Für Finanz- und Nachfolgeplaner bedeutet dies: eine zunehmende Nachfrage nach grenzüberschreitender Expertise. Der Wohnsitzwechsel von Deutschland in die Schweiz berührt zentrale Themen – von der Wegzugsbesteuerung über internationale Nachfolgeplanung bis hin zu Fragen der Unternehmensübertragung und Vorsorge. Ohne sorgfältige Planung können schwerwiegende steuerliche und rechtliche Nachteile entstehen.
Dieser Beitrag analysiert die wichtigsten Aspekte für Experten, zeigt praxisnahe Beispiele und bietet eine strukturierte Orientierung für die tägliche Beratungspraxis.

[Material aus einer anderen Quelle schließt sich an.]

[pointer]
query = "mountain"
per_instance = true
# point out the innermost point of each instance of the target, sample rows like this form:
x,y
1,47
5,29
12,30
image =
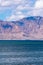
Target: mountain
x,y
28,28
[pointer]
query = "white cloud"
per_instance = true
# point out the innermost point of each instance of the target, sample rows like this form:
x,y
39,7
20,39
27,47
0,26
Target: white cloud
x,y
38,8
39,4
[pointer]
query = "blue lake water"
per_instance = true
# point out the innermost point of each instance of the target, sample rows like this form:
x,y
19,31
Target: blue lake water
x,y
21,54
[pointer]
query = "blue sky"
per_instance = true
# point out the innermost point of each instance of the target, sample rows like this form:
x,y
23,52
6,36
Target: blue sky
x,y
11,10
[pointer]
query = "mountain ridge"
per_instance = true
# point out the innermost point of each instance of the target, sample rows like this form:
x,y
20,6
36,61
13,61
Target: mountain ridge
x,y
26,28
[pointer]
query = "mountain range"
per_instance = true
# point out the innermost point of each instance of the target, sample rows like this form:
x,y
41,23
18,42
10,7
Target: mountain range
x,y
28,28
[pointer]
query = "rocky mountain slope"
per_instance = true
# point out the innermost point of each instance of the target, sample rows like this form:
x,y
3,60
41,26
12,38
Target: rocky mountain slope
x,y
29,28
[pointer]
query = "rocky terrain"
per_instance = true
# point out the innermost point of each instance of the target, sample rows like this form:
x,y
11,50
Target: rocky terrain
x,y
29,28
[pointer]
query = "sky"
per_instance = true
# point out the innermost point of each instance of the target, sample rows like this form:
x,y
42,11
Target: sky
x,y
12,10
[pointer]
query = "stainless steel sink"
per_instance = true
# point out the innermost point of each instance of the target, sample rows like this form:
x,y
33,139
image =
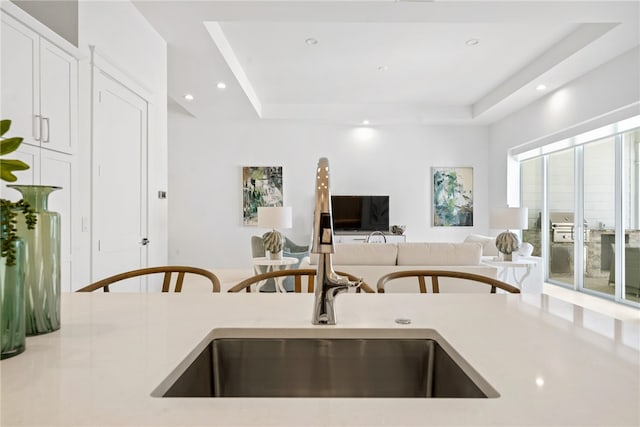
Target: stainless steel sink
x,y
324,363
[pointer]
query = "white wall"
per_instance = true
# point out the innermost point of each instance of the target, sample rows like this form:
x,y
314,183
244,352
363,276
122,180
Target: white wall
x,y
605,95
125,38
205,197
59,15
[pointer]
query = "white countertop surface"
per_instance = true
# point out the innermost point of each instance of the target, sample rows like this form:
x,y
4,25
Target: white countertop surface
x,y
553,363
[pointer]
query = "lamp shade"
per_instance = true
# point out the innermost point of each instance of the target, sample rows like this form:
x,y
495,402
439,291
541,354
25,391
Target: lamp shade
x,y
275,217
509,218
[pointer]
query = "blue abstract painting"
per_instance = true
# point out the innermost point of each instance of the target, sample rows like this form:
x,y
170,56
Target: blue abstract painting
x,y
453,197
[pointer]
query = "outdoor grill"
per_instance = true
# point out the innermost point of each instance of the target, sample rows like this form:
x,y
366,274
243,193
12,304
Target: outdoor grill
x,y
562,227
562,239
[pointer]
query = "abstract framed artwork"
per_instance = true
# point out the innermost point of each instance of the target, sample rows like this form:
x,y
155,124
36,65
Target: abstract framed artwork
x,y
452,196
261,186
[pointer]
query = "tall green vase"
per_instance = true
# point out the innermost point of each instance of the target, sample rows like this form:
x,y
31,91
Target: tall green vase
x,y
42,262
12,320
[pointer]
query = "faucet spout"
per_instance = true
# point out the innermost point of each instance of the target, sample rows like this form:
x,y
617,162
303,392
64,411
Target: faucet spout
x,y
329,283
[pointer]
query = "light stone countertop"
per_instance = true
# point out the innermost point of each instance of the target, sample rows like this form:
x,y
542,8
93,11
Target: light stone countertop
x,y
553,363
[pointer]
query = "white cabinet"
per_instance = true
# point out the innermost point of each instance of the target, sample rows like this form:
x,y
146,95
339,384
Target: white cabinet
x,y
376,238
39,88
40,97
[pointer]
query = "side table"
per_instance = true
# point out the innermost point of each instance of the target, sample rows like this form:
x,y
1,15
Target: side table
x,y
273,265
520,270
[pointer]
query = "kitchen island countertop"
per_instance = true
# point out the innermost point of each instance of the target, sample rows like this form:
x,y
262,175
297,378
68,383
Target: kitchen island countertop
x,y
552,363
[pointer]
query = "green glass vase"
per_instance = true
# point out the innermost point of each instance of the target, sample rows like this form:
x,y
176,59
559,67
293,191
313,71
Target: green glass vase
x,y
42,262
12,319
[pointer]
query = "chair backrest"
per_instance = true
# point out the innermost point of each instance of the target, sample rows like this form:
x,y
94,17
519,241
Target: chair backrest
x,y
168,270
435,274
297,275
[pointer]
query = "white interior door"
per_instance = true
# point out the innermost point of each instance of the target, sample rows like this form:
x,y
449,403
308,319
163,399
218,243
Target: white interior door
x,y
119,187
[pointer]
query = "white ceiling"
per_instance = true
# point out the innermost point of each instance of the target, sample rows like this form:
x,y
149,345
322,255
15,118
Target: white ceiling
x,y
430,74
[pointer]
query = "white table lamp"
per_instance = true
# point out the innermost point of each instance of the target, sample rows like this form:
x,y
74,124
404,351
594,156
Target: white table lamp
x,y
274,217
509,219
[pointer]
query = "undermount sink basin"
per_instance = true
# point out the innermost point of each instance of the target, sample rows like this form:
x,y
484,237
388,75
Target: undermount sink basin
x,y
324,363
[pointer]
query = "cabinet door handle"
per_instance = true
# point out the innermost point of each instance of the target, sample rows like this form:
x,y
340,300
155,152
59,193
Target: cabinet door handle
x,y
46,120
37,127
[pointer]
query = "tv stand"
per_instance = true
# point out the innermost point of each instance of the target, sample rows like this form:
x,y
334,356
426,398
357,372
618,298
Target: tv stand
x,y
361,237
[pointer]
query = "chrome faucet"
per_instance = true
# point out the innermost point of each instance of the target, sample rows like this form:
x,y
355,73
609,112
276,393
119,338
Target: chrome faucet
x,y
329,283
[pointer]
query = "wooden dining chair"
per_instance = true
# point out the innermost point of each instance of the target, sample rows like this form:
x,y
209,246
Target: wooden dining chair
x,y
297,274
435,284
167,270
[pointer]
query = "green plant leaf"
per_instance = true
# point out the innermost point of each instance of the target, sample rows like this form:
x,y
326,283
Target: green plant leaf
x,y
9,145
4,126
7,167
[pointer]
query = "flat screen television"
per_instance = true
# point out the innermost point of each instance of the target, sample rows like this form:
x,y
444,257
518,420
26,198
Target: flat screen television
x,y
360,213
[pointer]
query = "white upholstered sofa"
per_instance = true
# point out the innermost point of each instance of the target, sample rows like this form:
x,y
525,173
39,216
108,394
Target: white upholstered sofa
x,y
370,261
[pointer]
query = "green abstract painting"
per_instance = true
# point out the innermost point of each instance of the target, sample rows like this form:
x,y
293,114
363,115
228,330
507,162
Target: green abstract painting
x,y
261,186
453,197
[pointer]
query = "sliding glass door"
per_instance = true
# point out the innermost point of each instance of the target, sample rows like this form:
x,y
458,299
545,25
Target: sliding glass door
x,y
560,196
599,203
630,142
584,211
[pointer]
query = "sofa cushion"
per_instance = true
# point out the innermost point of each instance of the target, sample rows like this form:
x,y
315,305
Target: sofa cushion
x,y
488,244
362,254
436,253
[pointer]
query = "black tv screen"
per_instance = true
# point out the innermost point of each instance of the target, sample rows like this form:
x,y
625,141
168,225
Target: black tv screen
x,y
360,213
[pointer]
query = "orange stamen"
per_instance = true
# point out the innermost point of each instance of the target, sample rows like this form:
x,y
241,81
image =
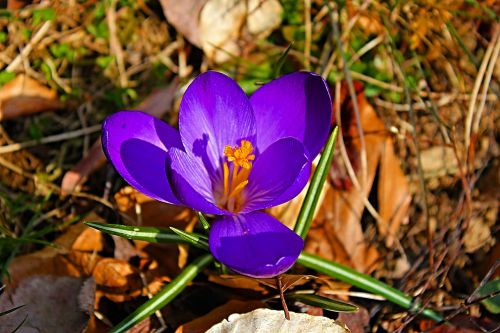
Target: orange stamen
x,y
242,157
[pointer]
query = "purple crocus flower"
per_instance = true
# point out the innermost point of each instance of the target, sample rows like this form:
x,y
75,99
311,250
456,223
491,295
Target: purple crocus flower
x,y
233,156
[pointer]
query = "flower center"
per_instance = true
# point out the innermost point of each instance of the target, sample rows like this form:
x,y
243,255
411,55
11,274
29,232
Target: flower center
x,y
236,178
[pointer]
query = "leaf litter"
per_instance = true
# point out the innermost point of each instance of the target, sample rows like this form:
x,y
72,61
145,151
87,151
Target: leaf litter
x,y
390,242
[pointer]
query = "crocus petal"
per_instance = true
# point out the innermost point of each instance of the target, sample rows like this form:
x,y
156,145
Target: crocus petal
x,y
214,113
137,144
254,244
274,178
191,182
295,105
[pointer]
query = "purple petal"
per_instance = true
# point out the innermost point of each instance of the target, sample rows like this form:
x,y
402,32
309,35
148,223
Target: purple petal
x,y
254,244
137,144
214,112
279,174
296,105
191,182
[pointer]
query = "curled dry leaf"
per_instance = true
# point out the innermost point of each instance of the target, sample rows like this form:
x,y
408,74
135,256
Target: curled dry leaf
x,y
223,28
336,232
237,282
265,320
358,322
24,95
51,304
203,323
157,104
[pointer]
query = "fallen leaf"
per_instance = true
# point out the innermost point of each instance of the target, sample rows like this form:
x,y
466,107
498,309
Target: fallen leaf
x,y
51,304
117,274
48,261
89,239
24,96
203,323
460,324
438,161
265,320
237,282
223,28
358,322
337,233
156,104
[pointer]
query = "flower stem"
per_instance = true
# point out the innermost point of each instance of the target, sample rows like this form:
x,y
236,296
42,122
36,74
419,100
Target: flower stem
x,y
282,297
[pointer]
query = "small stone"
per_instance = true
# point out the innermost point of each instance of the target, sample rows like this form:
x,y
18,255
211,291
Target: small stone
x,y
265,320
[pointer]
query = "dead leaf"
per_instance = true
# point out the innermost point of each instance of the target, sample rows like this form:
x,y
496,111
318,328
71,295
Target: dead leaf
x,y
114,273
48,261
358,322
203,323
223,28
89,240
265,320
438,161
52,304
24,96
460,324
237,281
156,104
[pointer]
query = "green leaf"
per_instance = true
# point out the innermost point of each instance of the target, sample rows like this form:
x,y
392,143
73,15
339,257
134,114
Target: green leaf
x,y
364,282
313,192
43,14
203,221
323,302
197,240
6,77
104,61
167,294
148,234
492,304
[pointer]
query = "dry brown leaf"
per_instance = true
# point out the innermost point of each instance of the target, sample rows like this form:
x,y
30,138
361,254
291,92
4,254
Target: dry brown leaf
x,y
114,273
156,104
202,324
438,161
337,233
237,281
52,304
23,96
152,212
89,240
48,261
358,322
223,28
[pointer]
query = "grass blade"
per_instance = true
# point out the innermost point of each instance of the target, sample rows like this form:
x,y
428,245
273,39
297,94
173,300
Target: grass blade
x,y
6,312
281,60
148,234
313,192
364,282
167,294
323,302
199,241
204,222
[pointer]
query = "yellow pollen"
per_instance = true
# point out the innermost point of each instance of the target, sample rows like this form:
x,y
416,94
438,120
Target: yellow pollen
x,y
240,156
235,179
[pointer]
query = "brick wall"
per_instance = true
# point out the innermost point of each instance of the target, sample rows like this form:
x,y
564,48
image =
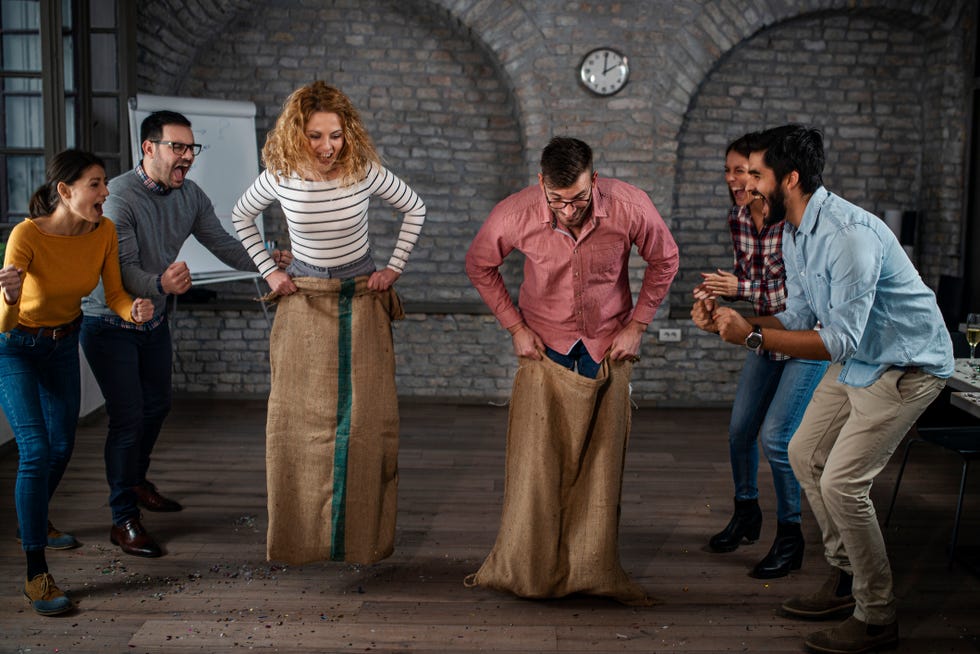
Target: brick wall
x,y
461,95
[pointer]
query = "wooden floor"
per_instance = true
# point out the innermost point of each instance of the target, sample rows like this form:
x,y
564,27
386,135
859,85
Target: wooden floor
x,y
215,592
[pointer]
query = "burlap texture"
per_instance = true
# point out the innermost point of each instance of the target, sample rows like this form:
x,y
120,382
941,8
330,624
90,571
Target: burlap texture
x,y
333,384
566,446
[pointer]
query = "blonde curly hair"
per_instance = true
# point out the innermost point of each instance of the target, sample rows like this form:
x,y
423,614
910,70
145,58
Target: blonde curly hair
x,y
287,150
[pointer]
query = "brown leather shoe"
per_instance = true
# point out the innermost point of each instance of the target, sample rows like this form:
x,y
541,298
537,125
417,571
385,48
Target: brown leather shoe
x,y
832,600
853,637
132,538
148,497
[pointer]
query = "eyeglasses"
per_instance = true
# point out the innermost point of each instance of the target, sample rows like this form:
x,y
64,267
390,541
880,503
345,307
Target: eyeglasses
x,y
181,148
561,204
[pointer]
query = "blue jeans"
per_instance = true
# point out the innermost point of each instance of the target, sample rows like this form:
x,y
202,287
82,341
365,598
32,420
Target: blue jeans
x,y
771,399
577,358
41,396
133,369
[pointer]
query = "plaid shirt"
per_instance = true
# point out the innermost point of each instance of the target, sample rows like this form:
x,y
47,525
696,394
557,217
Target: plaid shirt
x,y
759,265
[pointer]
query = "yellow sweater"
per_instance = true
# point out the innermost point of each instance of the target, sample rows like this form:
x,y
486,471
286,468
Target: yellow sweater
x,y
59,271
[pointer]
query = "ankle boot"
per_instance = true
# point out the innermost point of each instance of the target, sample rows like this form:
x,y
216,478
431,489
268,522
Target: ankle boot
x,y
745,523
785,554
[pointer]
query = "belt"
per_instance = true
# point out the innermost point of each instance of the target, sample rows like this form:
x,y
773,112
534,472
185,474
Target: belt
x,y
54,333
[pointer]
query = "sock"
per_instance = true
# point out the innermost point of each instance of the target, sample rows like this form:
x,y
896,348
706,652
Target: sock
x,y
36,563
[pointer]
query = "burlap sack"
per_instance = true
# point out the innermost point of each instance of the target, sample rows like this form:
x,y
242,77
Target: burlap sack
x,y
332,427
566,444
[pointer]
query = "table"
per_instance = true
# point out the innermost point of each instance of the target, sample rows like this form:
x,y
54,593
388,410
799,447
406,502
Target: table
x,y
969,402
964,377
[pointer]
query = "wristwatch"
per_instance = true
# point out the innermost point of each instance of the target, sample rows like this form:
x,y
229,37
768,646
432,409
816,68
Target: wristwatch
x,y
754,340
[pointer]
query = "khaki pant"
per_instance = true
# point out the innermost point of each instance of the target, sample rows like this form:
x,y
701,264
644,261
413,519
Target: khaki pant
x,y
846,438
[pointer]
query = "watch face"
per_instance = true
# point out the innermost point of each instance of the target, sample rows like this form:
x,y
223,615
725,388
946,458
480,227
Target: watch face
x,y
604,71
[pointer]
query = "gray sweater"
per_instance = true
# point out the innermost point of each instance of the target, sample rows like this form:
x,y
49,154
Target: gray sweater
x,y
152,228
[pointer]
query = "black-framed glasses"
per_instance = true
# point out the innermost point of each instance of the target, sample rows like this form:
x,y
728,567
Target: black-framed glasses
x,y
180,148
578,204
558,205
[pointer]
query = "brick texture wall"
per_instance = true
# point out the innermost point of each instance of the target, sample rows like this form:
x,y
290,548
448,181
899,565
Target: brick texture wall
x,y
460,96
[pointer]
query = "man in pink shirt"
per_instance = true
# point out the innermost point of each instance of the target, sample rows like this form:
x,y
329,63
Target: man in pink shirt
x,y
576,231
576,334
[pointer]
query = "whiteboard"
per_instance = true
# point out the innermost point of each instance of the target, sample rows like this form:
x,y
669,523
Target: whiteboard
x,y
226,167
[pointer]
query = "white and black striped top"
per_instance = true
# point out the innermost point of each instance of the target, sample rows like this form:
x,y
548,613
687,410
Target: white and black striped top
x,y
328,222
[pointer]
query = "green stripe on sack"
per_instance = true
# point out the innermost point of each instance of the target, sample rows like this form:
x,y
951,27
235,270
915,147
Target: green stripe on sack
x,y
344,402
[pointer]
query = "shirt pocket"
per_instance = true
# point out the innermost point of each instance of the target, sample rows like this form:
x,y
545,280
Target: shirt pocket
x,y
605,259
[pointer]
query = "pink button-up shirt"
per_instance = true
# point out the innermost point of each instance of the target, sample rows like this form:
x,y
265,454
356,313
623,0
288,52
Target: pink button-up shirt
x,y
575,289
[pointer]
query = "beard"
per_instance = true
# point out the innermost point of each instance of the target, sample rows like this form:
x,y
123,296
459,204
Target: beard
x,y
777,207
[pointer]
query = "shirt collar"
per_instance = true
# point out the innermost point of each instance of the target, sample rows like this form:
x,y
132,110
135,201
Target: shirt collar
x,y
812,211
148,182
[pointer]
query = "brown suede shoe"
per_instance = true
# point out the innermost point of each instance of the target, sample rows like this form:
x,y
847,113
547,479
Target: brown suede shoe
x,y
853,637
132,538
833,600
45,597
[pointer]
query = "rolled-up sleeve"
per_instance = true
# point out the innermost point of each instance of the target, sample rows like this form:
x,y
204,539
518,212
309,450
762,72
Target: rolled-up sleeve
x,y
483,259
656,245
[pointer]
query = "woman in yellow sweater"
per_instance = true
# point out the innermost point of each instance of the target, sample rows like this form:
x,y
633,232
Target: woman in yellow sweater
x,y
53,259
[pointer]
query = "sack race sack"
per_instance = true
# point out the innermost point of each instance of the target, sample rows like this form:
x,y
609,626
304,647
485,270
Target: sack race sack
x,y
566,446
332,426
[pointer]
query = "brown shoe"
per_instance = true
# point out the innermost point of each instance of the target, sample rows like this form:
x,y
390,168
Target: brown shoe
x,y
45,597
833,600
853,637
148,497
132,538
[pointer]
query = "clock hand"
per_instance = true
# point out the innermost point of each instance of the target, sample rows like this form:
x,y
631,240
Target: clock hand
x,y
605,67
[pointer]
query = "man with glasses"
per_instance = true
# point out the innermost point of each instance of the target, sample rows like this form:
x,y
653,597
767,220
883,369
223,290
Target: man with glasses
x,y
155,208
576,230
577,334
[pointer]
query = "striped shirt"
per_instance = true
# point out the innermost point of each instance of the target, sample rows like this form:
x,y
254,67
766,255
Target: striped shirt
x,y
327,222
759,265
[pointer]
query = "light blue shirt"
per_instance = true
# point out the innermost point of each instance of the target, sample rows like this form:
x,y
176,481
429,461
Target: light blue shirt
x,y
846,269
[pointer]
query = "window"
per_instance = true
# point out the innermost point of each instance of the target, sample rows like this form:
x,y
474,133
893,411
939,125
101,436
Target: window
x,y
64,80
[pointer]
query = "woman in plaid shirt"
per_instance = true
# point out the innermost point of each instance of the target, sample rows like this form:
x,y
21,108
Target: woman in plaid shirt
x,y
773,390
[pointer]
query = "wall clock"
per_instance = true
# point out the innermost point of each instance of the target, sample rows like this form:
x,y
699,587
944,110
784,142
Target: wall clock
x,y
604,71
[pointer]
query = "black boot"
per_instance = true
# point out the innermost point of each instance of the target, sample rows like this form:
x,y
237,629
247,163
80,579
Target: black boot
x,y
785,554
745,523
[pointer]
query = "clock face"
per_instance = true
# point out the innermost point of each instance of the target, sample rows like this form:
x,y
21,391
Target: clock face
x,y
604,71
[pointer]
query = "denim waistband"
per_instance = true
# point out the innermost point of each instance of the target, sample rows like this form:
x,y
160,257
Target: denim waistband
x,y
115,321
362,266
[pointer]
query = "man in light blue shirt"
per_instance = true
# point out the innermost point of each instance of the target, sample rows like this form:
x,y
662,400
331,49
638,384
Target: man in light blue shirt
x,y
890,352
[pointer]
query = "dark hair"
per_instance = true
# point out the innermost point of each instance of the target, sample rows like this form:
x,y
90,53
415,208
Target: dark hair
x,y
564,160
67,167
152,126
795,147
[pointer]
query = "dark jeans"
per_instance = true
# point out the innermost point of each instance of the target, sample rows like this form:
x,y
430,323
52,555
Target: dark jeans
x,y
577,359
40,393
770,401
133,369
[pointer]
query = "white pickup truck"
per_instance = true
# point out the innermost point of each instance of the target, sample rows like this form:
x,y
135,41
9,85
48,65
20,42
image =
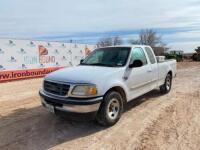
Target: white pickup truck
x,y
106,80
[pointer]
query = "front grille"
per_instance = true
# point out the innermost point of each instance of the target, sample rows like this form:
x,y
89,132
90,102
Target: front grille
x,y
56,88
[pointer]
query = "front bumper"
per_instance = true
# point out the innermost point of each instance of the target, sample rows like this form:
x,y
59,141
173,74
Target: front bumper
x,y
75,105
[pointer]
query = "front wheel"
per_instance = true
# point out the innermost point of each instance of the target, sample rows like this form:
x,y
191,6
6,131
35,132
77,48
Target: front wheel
x,y
166,87
110,110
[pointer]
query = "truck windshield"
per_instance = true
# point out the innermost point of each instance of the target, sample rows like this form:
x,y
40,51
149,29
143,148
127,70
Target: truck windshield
x,y
110,57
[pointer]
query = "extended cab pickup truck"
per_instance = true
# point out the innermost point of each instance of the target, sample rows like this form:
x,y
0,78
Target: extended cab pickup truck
x,y
106,80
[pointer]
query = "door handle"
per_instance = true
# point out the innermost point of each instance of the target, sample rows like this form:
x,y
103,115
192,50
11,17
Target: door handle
x,y
149,71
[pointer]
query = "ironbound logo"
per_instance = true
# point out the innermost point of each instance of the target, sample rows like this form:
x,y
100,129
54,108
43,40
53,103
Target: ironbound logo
x,y
22,51
1,51
87,51
44,58
12,59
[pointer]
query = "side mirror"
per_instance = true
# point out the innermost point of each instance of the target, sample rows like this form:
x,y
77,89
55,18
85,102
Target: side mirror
x,y
136,64
81,61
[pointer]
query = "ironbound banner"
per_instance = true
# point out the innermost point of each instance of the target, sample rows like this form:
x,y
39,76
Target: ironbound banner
x,y
20,59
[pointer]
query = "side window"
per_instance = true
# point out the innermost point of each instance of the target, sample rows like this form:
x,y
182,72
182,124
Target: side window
x,y
150,55
138,54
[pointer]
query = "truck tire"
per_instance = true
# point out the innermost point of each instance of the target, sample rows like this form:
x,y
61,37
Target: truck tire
x,y
110,110
166,87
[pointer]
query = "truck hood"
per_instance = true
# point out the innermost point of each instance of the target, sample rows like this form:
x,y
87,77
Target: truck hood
x,y
82,74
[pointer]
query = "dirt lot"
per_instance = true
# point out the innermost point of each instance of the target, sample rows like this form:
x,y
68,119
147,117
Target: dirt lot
x,y
152,121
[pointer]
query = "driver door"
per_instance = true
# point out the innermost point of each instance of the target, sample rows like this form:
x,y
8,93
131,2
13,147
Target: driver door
x,y
139,77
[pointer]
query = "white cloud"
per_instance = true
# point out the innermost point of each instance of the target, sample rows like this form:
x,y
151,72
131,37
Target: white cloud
x,y
35,18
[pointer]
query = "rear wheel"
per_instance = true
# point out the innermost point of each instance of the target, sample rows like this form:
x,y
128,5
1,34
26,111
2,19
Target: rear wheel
x,y
166,87
110,110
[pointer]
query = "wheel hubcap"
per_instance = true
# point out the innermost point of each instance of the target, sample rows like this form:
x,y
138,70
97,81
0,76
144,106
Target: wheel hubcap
x,y
113,108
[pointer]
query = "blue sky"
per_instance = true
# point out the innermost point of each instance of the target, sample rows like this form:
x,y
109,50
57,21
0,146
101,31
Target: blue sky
x,y
88,20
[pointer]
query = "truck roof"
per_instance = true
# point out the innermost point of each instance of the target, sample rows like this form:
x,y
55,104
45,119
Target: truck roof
x,y
128,46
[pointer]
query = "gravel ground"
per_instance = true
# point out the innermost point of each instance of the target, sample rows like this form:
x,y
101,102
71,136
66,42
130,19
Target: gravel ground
x,y
152,121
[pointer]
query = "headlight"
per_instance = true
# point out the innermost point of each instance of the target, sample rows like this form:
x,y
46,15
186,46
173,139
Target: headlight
x,y
84,90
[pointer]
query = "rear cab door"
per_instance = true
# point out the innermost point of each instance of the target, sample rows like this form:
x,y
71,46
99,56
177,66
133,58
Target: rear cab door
x,y
153,67
140,78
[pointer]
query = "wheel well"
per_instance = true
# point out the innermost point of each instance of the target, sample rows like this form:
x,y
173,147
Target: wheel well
x,y
120,90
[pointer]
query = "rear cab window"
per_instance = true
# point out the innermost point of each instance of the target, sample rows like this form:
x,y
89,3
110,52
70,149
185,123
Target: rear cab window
x,y
138,54
150,55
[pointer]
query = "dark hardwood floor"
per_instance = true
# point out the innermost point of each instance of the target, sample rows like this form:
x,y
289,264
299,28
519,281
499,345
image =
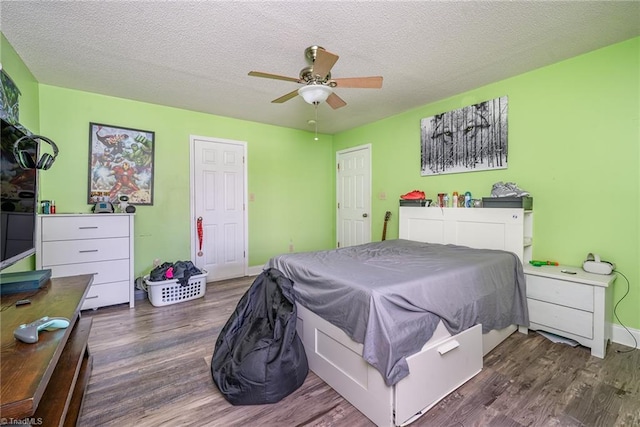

Steuerrechtliche Rahmenbedingungen
Wegzugsbesteuerung in Deutschland
Wer Deutschland verlässt, nimmt nicht nur sein Gepäck mit, sondern auch potenzielle steuerliche Verpflichtungen. Besonders kritisch ist die sogenannte Wegzugsbesteuerung. Sie greift, wenn eine Person Anteile an Kapitalgesellschaften hält und in den letzten zwölf Jahren mindestens sieben Jahre unbeschränkt steuerpflichtig war. Schon eine Beteiligung von mindestens einem Prozent genügt, um stille Reserven so zu behandeln, als seien sie verkauft worden.
Diese fiktive Veräußerung löst in Deutschland sofort Steuerpflicht aus – unabhängig davon, ob tatsächlich Geld geflossen ist. In der Praxis bedeutet dies, dass viele Unternehmer und Investoren mit erheblichen Liquiditätsengpässen rechnen müssen, wenn sie den Schritt in die Schweiz unvorbereitet gehen. Zwar können Stundungen beantragt werden, doch die Finanzverwaltung verlangt häufig Sicherheiten und setzt die Steuer zunächst verbindlich fest.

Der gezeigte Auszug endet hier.